個性的な猫たちの会話に楽しく耳をかたむけながら、サイエンスの専門用語を覚えることができます。そして、科学が抱える問題点がみえてくる、ユニークな入門書です。

■原因不明の病を克服した、サイエンスライター

『生命(いのち)のふしぎ』(柳澤桂子/集英社文庫)

著者は生命科学者として、またサイエンスライターとして活躍中。経歴だけに注目すると「まあ、エリートなのね」と、いいたいところですが、彼女はおよそ20年間も寝たきりの生活を送っていました。

まったく原因がわからず、病名もあいまい。そのためにどのように治療をすればよいのか、方針がたてられなかったのです。しかし、あるうつ病の薬が効き、劇的に回復します。そんな奇跡の人の言葉の、ひとこと、ひとことが胸にひびきます。

「孫が生まれてから、私は地球の行く末を今までより深刻に考えるようになった。(中略)この子がお嫁さんになって、子供を産んで、またその子が子供を産んで、と連綿と続く未来が具現化して、心に映るようになった。その子供たちは、延々と私の遺伝子のコピーを受け継いでいくのである。

私という個体が消滅したのちも、私の一部が残っていく。そして、いつかは人類滅亡の日を迎えるであろう。私は、子供を産んでしまったことをなかば悔いているが、子供や孫の存在が幸せをもたらしてくれることも確かである」(本書より抜粋)

サイエンスエッセイとしてはもちろんですが、ことばに奥行きがあり、人生論としても逸品です。

■なぜ、私は私なの?

『人体600万年史 科学が明かす進化・健康・疾病』上・下巻あり

(ダニエル・Eリーバーマン/訳・塩原通緒/早川書房)

ヒトの体のしくみは、謎につつまれています。この本は健康本でもなければ、人類学の解説書でもありません。けれども、なぜ人間は人間になったのか。という疑問にいどむためには、進化の歴史は避けて通れない道。現在、私たちの体内ではなにかが変わりはじめているのでしょうか? それを知るためには人類史をたどり、科学の発達していく過程をあきらかにすることが必要なのです。

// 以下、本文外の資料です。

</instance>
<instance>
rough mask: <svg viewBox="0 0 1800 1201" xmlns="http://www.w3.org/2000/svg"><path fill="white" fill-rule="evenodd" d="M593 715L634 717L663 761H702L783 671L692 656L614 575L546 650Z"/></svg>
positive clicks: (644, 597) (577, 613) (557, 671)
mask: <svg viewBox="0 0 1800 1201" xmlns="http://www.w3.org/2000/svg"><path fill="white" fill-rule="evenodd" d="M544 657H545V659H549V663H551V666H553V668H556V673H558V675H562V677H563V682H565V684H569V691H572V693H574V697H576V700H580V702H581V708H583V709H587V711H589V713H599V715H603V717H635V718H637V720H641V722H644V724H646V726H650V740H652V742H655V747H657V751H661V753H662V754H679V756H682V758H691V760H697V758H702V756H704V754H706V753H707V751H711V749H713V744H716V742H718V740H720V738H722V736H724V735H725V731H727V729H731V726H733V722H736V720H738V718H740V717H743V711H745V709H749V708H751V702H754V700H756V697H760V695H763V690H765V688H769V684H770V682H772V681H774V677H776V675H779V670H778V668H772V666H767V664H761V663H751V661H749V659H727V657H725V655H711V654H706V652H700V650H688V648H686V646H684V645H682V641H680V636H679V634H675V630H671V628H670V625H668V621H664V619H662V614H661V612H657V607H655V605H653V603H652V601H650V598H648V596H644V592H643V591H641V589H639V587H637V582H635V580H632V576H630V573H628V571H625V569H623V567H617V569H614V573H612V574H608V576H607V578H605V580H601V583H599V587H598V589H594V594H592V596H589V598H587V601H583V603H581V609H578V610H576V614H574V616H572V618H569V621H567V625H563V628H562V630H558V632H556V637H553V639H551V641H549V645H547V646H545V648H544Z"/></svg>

おもしろそうだけど初心者には読みこなすのが大変そう。そんなため息が聞こえてきそうですが、ひとつひとつの章が短いので、すぐに読破できました。登場人物が多い外国の小説を読むよりも、むしろ理解しやすいかもしれません。物事を大きなスケールで考えられるようになる大作です。ミステリアスで、簡潔なサイエンスの世界のドアをノックしてみませんか?